Se há algum mal-entendido, a campanha é gongada, porque não se joga dinheiro fora numa comunicação que parte do público, ainda que minoritária, vai entender errado. Nenhum anunciante responsável vai investir numa comunicação impregnada de ruído.
É sintomático que uma das críticas mais duras ao novo slogan tenha vindo da associação brasileira de turismo de luxo, a BLTA (Brazilian Luxury Travel Association) — que, ao contrário da Embratur, usa o inglês no dia a dia dos seus negócios.
Aspas para Simone Scorsato, diretora executiva da BLTA (link aqui):
“[O slogan] é ambíguo e facilmente incompreendido, mesmo para quem fala inglês em qualquer lugar do mundo, não cumprindo, assim, o objetivo de promover, efetivamente, o Turismo de maneira positiva.”
“A BLTA não pode observar silenciosamente os gastos públicos na promoção do Turismo sem uma consideração cuidadosa da linguagem e ignorando tendências e práticas óbvias na indústria global de viagens. Essas falhas estão custando aos brasileiros empregos de qualidade e crescimento econômico sustentável a longo prazo.”

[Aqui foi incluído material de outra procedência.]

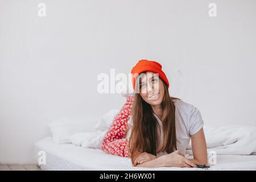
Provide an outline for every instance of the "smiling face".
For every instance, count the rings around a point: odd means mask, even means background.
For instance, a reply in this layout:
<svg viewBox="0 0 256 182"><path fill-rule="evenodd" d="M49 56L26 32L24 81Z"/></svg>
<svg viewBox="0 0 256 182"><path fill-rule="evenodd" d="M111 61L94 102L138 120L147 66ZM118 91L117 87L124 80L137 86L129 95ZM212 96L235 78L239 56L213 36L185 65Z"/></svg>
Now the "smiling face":
<svg viewBox="0 0 256 182"><path fill-rule="evenodd" d="M158 74L147 72L141 77L139 94L151 106L160 104L163 99L164 87Z"/></svg>

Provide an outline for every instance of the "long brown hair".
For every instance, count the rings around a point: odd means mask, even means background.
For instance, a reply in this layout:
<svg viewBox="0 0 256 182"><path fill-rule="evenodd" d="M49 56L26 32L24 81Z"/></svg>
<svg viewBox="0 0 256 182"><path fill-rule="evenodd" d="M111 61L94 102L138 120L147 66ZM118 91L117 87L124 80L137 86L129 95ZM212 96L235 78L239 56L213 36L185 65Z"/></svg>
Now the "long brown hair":
<svg viewBox="0 0 256 182"><path fill-rule="evenodd" d="M169 95L166 84L163 82L164 94L163 102L163 115L161 118L164 140L161 151L170 154L177 150L175 130L175 106L174 100ZM153 115L152 109L139 93L135 93L131 109L133 125L129 148L133 164L138 154L146 152L156 155L157 127L158 122Z"/></svg>

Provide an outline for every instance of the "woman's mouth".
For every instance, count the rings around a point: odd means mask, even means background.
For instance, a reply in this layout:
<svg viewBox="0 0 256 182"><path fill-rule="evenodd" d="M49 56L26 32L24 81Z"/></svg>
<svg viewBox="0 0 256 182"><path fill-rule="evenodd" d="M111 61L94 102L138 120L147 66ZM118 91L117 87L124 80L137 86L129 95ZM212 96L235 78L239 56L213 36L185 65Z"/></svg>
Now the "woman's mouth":
<svg viewBox="0 0 256 182"><path fill-rule="evenodd" d="M155 93L154 95L148 96L148 98L150 99L155 99L158 97L158 95L159 94L159 93Z"/></svg>

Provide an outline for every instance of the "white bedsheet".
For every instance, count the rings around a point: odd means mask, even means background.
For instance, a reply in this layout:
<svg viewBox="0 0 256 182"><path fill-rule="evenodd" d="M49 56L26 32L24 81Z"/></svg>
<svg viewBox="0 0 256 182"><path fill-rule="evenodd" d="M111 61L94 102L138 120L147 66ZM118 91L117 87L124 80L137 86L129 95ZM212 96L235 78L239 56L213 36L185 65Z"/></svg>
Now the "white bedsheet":
<svg viewBox="0 0 256 182"><path fill-rule="evenodd" d="M256 170L256 155L218 155L217 164L209 168L141 168L133 167L130 158L109 155L98 148L84 148L71 143L57 144L51 137L35 144L46 152L45 170Z"/></svg>

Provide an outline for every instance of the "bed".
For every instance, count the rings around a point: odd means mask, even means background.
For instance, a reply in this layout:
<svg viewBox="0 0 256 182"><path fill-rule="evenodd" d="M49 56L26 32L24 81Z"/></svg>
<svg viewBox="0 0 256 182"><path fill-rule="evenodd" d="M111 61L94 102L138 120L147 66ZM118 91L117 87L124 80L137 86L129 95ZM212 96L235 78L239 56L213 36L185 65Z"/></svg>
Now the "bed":
<svg viewBox="0 0 256 182"><path fill-rule="evenodd" d="M109 155L98 148L84 148L71 143L58 144L52 137L35 144L46 154L46 164L39 165L43 170L256 170L256 155L218 155L217 164L209 168L176 167L141 168L133 167L130 158Z"/></svg>

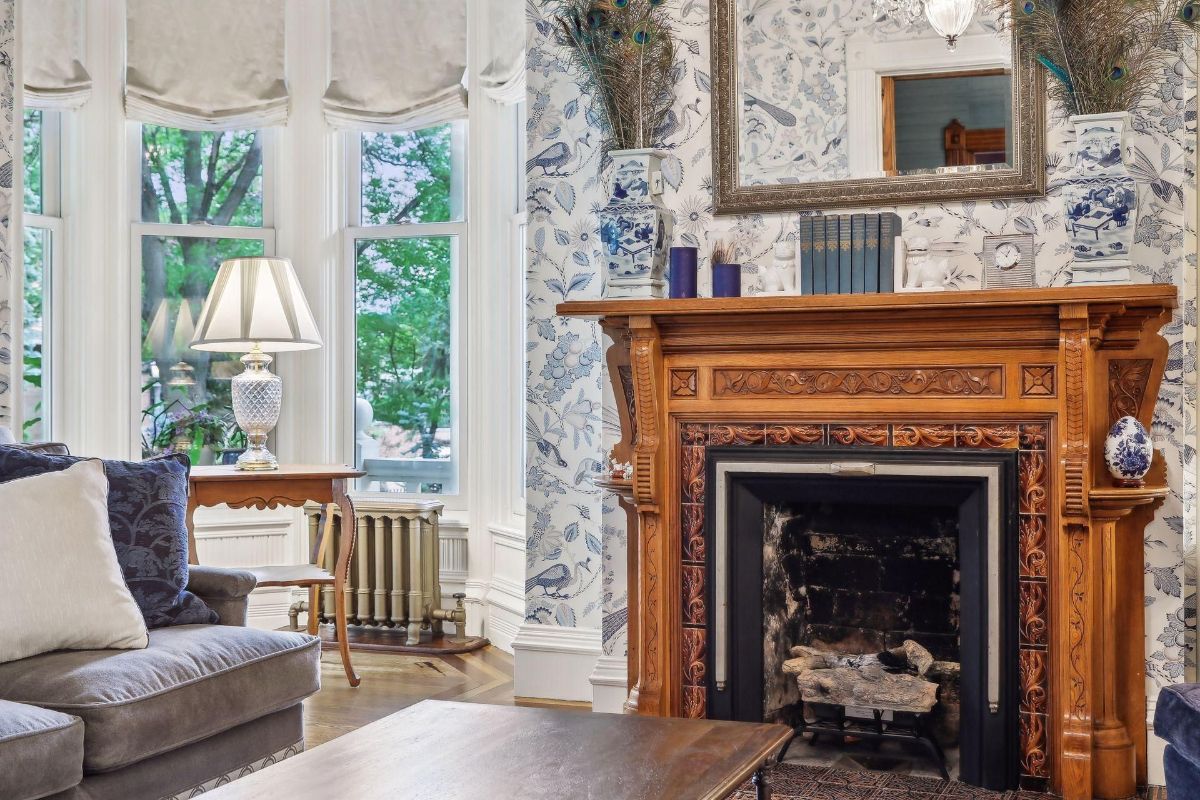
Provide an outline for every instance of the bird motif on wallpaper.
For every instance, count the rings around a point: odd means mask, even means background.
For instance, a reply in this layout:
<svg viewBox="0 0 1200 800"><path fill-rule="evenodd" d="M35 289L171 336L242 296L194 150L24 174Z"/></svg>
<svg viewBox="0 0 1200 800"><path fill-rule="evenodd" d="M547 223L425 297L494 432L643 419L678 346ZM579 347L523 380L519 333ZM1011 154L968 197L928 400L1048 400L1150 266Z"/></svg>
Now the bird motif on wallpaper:
<svg viewBox="0 0 1200 800"><path fill-rule="evenodd" d="M569 600L570 595L565 590L580 583L583 572L592 572L590 555L582 561L576 561L574 570L565 564L556 564L546 567L526 581L526 594L528 595L534 589L541 588L547 597Z"/></svg>
<svg viewBox="0 0 1200 800"><path fill-rule="evenodd" d="M558 468L566 467L566 459L563 458L563 452L558 449L553 441L546 438L546 434L541 432L541 426L538 425L538 420L533 419L530 415L526 414L526 439L528 439L541 453L541 457L551 462Z"/></svg>
<svg viewBox="0 0 1200 800"><path fill-rule="evenodd" d="M541 174L553 178L563 178L562 168L571 160L571 148L565 142L557 142L526 163L526 172L533 172L534 167L541 167ZM551 173L550 170L554 172Z"/></svg>

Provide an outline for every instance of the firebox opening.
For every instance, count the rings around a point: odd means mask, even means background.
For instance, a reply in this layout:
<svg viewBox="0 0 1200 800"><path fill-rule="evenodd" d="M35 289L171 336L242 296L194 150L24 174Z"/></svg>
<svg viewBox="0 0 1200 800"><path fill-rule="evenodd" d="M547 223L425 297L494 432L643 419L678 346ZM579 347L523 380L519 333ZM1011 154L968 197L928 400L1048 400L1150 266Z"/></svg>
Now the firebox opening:
<svg viewBox="0 0 1200 800"><path fill-rule="evenodd" d="M1015 457L724 456L713 715L796 726L790 758L1013 788Z"/></svg>

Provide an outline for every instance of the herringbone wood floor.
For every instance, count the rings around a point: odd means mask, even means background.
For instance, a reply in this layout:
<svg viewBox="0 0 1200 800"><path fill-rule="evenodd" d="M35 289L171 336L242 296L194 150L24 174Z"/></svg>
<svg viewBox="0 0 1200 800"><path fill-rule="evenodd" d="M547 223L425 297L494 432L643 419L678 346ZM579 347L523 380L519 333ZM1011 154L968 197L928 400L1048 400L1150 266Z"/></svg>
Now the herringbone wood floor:
<svg viewBox="0 0 1200 800"><path fill-rule="evenodd" d="M350 688L346 682L337 652L324 652L322 688L305 700L307 747L322 745L425 699L590 708L577 703L518 702L512 694L512 656L496 648L461 656L406 656L355 650L354 667L362 678L358 688Z"/></svg>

“[A BLTA solicita que a Embratur] retire imediatamente o slogan e comece a explorar alternativas que não deixem em aberto possibilidades passíveis de interpretação errônea”.
É interessante acrescentar aqui outra resposta aleatória à pergunta que publicaram no Quora, de um americano que já veio ao Brasil seis vezes:
“[…] Não fizeram nenhum ‘focus group’ [pré-teste] antes? […] De fato, é um slogan abstrato demais para evocar imagens ou experiências, exceto que sim, turismo sexual logo vem à mente, devido às palavras escolhidas. Mas já que a prostituição é legal lá, será que não é um aspecto [intencional da frase]?” (Link aqui.)
A reação da Embratur às críticas é terraplanista (link aqui):
“Quanto às alegações que o slogan poderia ser considerado um incentivo ao Turismo sexual, a Embratur afirma que não há sentido em fazer essa ligação.
O Instituto frisa que o governo brasileiro não reconhece a expressão ‘Turismo sexual’, e reforça que a exploração sexual não é Turismo, é crime.
Nós queremos que as pessoas venham e amem o Brasil. Amem as nossas praias, cachoeiras, nosso Turismo náutico, de pesca, de mergulho, o Turismo de negócios e eventos, a nossa gastronomia, cultura e esporte.”
Quem deve dizer se a mensagem tem ou não tem esta ou aquela conotação não é o emissor. É o receptor. Está totalmente fora do alcance do emissor controlar o entendimento do receptor. Publicidade não vem com manual de instruções, nem com um personal explicator para explicar a mensagem, receptor por receptor. Se o receptor entende a mensagem de uma maneira diferente da pretendida pelo emissor, o emissor vai precisar investir numa nova comunicação para desfazer o mal-entendido. Release para a imprensa não resolve.
Mas a Embratur ainda consegue tirar um argumento surreal da cartola: não há conotação sexual porque nós, autoridades, não reconhecemos a existência de turismo sexual. Aliás, exploração sexual é crime!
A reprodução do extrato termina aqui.